Note that, comparing CIGARs (using the penalties you provided), for 77.1% of the pairs, WFA returns a better score/CIGAR. I'm not aware of the band size used for KSW2. But this aspect might be interesting to explore (and how suboptimal alignments might affect the results of the downstream analyses). Perhaps, it's not relevant to get the exact optimal in these cases.

Santiago Marco-Sola · Answer 11 · Thu Apr 21 2022 06:16:20 GMT+0800 (China Standard Time)

For the long:

I refer to the previous results.

$> ./at ../data/long.txt --miniwfa=false --wfa2=true --ksw2=false
| 20220420 16:53:37.514 | INFO | Number of sequence pairs : 2301
| 20220420 16:53:38.368 | INFO | WFA2 time 370us 648ns 
$> ./at ../data/long.txt --miniwfa=false --wfa2=false --ksw2=true 
| 20220420 16:57:01.806 | INFO | Number of sequence pairs : 2301
| 20220420 16:57:12.184 | INFO | KSW2 time 4ms 509us

I believe that the newest biWFA could do even better. We could also check how close to the optimal KSW2 cigars are.

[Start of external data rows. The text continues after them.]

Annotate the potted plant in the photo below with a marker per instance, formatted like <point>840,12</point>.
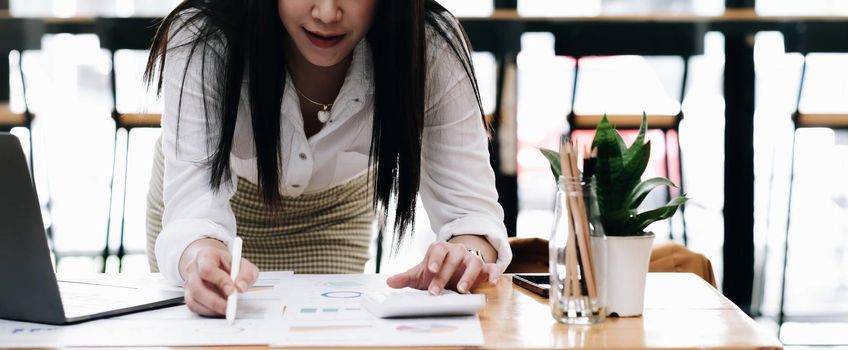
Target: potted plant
<point>620,191</point>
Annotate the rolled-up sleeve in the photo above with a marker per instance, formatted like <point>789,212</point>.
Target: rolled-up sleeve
<point>193,210</point>
<point>457,181</point>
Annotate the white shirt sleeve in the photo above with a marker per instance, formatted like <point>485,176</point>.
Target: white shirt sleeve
<point>457,181</point>
<point>193,210</point>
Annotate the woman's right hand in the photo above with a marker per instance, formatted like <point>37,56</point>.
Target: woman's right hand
<point>205,267</point>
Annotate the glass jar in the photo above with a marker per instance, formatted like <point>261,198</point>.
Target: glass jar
<point>577,255</point>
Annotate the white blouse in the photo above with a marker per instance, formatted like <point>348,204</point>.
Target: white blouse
<point>457,185</point>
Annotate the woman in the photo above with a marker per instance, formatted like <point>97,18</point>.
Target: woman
<point>291,122</point>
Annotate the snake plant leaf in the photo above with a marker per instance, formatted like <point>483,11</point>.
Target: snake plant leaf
<point>642,220</point>
<point>608,166</point>
<point>643,129</point>
<point>554,160</point>
<point>635,198</point>
<point>608,142</point>
<point>632,170</point>
<point>616,223</point>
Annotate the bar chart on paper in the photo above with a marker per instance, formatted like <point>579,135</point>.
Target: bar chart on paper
<point>326,310</point>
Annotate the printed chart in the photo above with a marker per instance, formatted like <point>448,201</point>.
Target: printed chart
<point>326,311</point>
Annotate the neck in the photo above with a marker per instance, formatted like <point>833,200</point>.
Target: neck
<point>321,84</point>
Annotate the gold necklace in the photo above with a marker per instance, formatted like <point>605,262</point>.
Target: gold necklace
<point>324,113</point>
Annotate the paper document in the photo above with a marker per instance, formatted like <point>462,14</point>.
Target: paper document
<point>326,310</point>
<point>259,322</point>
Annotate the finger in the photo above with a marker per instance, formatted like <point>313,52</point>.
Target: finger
<point>436,256</point>
<point>494,273</point>
<point>209,270</point>
<point>193,306</point>
<point>404,279</point>
<point>202,293</point>
<point>450,264</point>
<point>473,267</point>
<point>247,276</point>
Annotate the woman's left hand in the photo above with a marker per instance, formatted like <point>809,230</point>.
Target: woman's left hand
<point>447,265</point>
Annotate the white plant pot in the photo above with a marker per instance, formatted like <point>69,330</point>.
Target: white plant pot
<point>628,259</point>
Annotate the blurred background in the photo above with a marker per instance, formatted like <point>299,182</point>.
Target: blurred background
<point>64,78</point>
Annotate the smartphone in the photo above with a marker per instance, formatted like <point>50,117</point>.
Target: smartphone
<point>538,283</point>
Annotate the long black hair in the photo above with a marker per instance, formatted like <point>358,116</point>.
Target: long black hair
<point>248,37</point>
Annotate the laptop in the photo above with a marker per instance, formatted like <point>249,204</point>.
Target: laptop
<point>29,290</point>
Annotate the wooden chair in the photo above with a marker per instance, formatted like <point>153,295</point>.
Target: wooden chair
<point>124,34</point>
<point>18,34</point>
<point>809,38</point>
<point>580,40</point>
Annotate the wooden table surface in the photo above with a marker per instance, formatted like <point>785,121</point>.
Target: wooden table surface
<point>681,312</point>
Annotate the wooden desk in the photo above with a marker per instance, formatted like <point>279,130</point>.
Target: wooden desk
<point>681,312</point>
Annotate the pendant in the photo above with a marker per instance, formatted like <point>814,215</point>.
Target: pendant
<point>323,116</point>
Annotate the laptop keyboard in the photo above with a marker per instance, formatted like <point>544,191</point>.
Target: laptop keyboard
<point>81,299</point>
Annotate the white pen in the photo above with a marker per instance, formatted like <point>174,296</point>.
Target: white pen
<point>232,300</point>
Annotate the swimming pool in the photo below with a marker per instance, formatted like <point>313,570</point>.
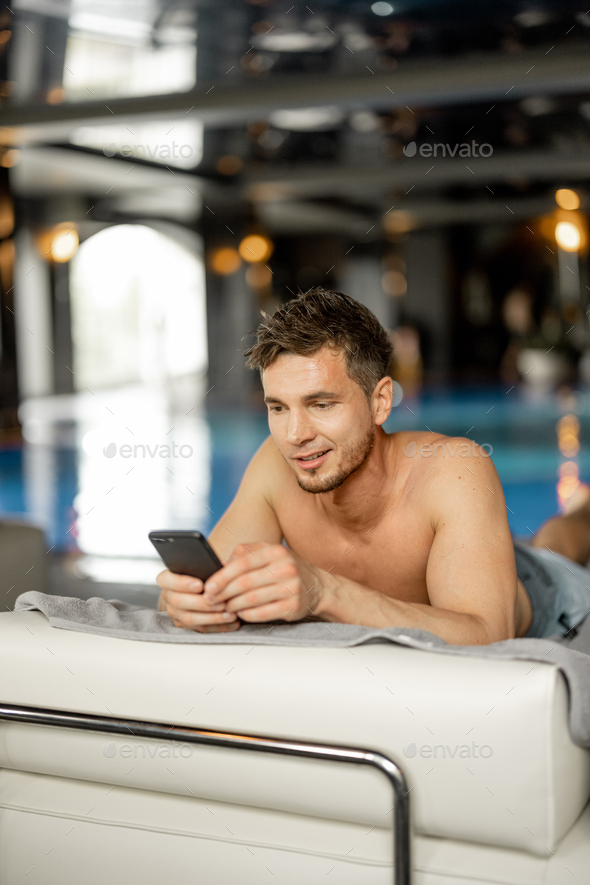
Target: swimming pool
<point>66,477</point>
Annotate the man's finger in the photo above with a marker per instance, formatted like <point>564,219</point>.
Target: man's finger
<point>275,611</point>
<point>273,558</point>
<point>191,620</point>
<point>168,580</point>
<point>260,596</point>
<point>251,580</point>
<point>190,602</point>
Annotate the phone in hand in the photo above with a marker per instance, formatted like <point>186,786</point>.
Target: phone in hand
<point>186,553</point>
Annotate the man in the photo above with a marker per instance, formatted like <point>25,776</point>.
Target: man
<point>337,520</point>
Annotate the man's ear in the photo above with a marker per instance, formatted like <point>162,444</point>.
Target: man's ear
<point>382,400</point>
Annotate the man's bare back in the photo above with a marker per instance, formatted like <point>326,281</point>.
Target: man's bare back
<point>376,535</point>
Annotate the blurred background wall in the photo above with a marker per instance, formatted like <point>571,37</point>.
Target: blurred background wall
<point>168,168</point>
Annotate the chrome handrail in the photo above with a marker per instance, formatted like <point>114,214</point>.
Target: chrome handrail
<point>253,743</point>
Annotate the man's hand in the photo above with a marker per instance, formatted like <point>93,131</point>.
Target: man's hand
<point>183,599</point>
<point>265,582</point>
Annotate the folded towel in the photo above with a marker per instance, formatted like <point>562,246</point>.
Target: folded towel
<point>121,620</point>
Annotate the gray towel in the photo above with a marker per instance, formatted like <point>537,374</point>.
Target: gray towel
<point>124,621</point>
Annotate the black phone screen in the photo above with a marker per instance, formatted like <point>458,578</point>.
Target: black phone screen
<point>186,553</point>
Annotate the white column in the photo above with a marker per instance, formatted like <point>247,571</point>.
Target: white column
<point>32,310</point>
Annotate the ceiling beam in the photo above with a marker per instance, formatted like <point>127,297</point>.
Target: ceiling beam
<point>417,83</point>
<point>423,174</point>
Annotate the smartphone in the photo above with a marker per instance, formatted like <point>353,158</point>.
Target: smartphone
<point>186,553</point>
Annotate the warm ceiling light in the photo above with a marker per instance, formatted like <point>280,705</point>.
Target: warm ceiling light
<point>64,242</point>
<point>382,8</point>
<point>567,199</point>
<point>10,158</point>
<point>394,283</point>
<point>56,95</point>
<point>255,247</point>
<point>259,276</point>
<point>225,261</point>
<point>229,165</point>
<point>568,236</point>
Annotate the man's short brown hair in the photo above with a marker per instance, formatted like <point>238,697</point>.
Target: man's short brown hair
<point>320,318</point>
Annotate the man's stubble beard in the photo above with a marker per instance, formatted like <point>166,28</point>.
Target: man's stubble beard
<point>355,457</point>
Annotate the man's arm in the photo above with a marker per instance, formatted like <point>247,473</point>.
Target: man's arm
<point>471,574</point>
<point>249,518</point>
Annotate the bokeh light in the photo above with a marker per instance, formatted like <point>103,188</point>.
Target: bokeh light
<point>256,247</point>
<point>567,199</point>
<point>225,261</point>
<point>568,236</point>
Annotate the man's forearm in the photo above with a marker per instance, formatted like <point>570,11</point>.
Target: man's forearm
<point>344,601</point>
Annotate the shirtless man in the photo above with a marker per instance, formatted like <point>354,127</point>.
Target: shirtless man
<point>337,520</point>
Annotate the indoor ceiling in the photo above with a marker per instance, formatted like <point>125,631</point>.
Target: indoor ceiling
<point>307,110</point>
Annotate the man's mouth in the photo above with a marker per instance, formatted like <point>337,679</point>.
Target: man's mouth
<point>308,462</point>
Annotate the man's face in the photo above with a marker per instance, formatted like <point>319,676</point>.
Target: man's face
<point>318,417</point>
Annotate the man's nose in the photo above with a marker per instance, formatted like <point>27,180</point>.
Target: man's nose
<point>300,429</point>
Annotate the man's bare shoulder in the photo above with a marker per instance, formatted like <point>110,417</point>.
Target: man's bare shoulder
<point>448,467</point>
<point>268,466</point>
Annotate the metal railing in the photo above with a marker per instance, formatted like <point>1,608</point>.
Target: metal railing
<point>251,743</point>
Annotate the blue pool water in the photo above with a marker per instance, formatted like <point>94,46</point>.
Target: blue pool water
<point>52,481</point>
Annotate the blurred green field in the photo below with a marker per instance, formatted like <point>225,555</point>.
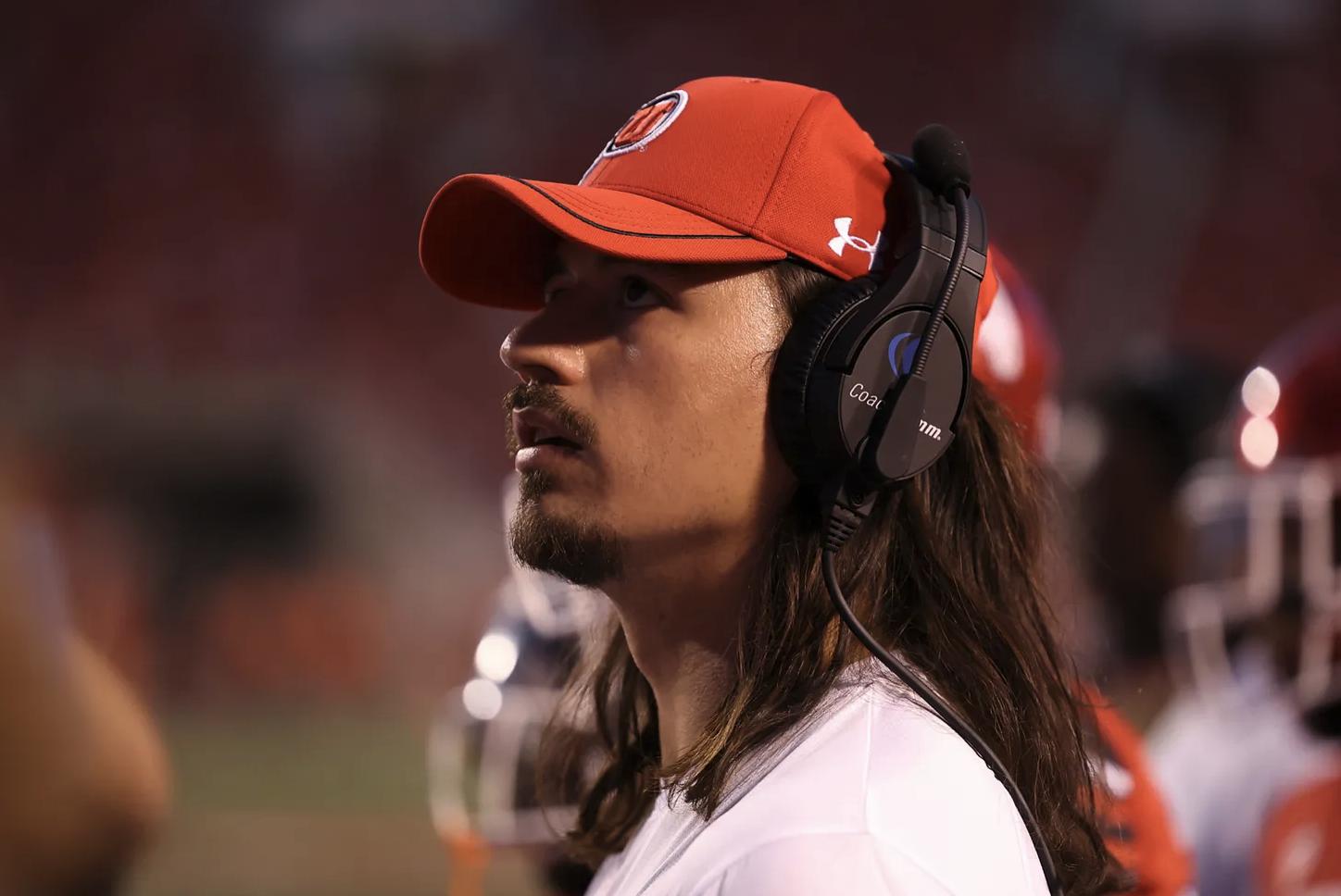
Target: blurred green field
<point>302,803</point>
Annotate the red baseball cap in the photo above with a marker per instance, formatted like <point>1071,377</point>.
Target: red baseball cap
<point>718,170</point>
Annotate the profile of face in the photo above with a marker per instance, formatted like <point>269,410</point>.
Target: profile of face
<point>640,426</point>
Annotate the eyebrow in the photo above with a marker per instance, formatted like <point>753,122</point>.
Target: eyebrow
<point>554,266</point>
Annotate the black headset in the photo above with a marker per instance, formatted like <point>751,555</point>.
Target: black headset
<point>868,389</point>
<point>855,348</point>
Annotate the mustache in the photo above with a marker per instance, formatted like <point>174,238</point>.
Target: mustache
<point>545,397</point>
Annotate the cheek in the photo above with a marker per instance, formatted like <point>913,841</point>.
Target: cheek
<point>697,433</point>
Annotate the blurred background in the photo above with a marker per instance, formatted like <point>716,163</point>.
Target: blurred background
<point>269,454</point>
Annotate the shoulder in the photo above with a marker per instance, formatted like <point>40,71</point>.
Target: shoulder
<point>882,773</point>
<point>837,863</point>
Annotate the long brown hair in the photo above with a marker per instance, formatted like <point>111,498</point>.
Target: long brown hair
<point>947,569</point>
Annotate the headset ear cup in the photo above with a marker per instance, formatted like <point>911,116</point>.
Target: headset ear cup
<point>796,356</point>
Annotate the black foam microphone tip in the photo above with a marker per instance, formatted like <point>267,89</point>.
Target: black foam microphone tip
<point>942,159</point>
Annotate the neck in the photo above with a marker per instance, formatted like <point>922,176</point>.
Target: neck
<point>680,616</point>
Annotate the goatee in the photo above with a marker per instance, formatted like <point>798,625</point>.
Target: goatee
<point>578,551</point>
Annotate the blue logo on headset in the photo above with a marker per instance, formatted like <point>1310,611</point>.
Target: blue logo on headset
<point>903,348</point>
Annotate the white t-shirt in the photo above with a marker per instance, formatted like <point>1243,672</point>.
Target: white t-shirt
<point>871,796</point>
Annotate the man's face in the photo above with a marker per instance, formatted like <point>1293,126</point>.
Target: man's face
<point>640,426</point>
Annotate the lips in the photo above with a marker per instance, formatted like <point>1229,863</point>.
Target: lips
<point>535,428</point>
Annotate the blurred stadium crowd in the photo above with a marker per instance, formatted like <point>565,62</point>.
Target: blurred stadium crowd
<point>250,457</point>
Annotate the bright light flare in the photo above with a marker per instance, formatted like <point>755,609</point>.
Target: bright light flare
<point>1260,392</point>
<point>1260,442</point>
<point>495,658</point>
<point>482,698</point>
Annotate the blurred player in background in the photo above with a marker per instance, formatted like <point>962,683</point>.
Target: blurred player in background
<point>83,779</point>
<point>485,738</point>
<point>1256,632</point>
<point>1017,359</point>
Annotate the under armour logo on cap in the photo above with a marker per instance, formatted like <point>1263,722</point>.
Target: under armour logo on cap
<point>845,240</point>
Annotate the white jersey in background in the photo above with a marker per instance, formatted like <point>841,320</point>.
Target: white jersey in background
<point>1223,760</point>
<point>871,796</point>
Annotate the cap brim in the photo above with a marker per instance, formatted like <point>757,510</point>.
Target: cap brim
<point>487,239</point>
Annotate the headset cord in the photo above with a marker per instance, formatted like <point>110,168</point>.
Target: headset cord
<point>841,524</point>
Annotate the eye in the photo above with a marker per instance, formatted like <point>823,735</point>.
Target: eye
<point>636,292</point>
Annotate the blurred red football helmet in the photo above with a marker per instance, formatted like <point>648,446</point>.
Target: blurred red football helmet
<point>1266,523</point>
<point>1015,356</point>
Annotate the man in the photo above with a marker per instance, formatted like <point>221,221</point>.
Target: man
<point>82,772</point>
<point>751,748</point>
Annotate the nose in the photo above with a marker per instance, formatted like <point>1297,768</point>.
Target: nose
<point>535,356</point>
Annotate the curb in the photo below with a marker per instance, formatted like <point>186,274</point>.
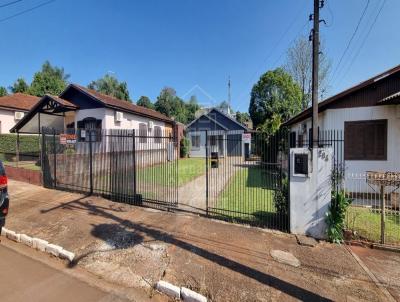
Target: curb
<point>38,244</point>
<point>176,292</point>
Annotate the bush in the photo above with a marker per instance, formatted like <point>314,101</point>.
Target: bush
<point>281,198</point>
<point>184,147</point>
<point>336,216</point>
<point>28,144</point>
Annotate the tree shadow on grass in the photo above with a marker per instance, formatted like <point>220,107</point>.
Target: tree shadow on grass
<point>147,230</point>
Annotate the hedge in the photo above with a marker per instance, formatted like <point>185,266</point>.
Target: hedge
<point>27,143</point>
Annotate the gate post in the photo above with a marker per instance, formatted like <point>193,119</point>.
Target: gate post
<point>207,180</point>
<point>134,165</point>
<point>54,159</point>
<point>90,161</point>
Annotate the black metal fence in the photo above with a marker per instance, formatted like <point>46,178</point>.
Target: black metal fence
<point>117,164</point>
<point>20,150</point>
<point>247,178</point>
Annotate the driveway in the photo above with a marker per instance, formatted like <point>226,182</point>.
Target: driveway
<point>135,247</point>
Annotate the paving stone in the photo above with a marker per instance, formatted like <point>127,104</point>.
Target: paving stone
<point>191,296</point>
<point>27,240</point>
<point>39,244</point>
<point>285,257</point>
<point>64,254</point>
<point>168,289</point>
<point>53,249</point>
<point>306,240</point>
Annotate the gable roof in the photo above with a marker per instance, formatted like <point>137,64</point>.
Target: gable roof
<point>215,121</point>
<point>324,105</point>
<point>63,104</point>
<point>114,103</point>
<point>18,101</point>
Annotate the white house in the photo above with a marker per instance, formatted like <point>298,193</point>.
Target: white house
<point>78,107</point>
<point>13,108</point>
<point>366,117</point>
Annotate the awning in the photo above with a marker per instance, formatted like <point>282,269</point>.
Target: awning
<point>48,112</point>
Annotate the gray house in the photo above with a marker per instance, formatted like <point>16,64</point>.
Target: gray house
<point>224,133</point>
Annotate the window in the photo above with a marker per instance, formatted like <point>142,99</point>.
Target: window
<point>365,140</point>
<point>91,128</point>
<point>157,134</point>
<point>142,133</point>
<point>195,141</point>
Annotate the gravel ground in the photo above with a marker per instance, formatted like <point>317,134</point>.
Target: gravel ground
<point>136,247</point>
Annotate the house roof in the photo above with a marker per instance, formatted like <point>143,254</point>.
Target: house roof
<point>333,99</point>
<point>213,120</point>
<point>59,105</point>
<point>18,101</point>
<point>115,103</point>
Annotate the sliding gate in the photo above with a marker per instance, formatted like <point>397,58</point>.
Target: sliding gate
<point>116,164</point>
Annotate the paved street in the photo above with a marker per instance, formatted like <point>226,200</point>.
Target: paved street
<point>25,279</point>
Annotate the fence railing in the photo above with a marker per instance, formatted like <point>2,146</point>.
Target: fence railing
<point>372,216</point>
<point>117,164</point>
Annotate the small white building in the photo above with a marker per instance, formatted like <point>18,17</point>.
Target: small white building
<point>366,117</point>
<point>78,107</point>
<point>13,107</point>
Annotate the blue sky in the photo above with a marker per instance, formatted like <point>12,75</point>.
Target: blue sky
<point>190,45</point>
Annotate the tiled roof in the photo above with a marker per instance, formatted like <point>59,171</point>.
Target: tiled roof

Santiago Marco-Sola · Answer 12 · Thu Apr 21 2022 06:58:01 GMT+0800 (China Standard Time)

Then, for the clr1:

We have 2 sequences of length 18779 and 18956, aligning at edit distance 3645 (e~19%). Seems that there are no big indels, but the error is distributed along with the sequences.

Compared to the exact-WFA, KSW2 does a pretty good job and returns the correct/optimal alignment. Considering this case in particular, the exact-WFA is forced to explore a lot of the DP-matrix:

Meanwhile, using the adaptive mode:

wavefront_aligner_set_heuristic_wfadaptive(wf_aligner,10,50,1);

This is a good example of a sequence that is not particularly favourable to the WFA. In any case, comparable time using heuristics (I guess that in the playground of heuristics we could tune it and do better, as KSW2 could too) and 6x slower calculating the optimal CIGAR.

I think we can take it from here and optimize those cases of your interest.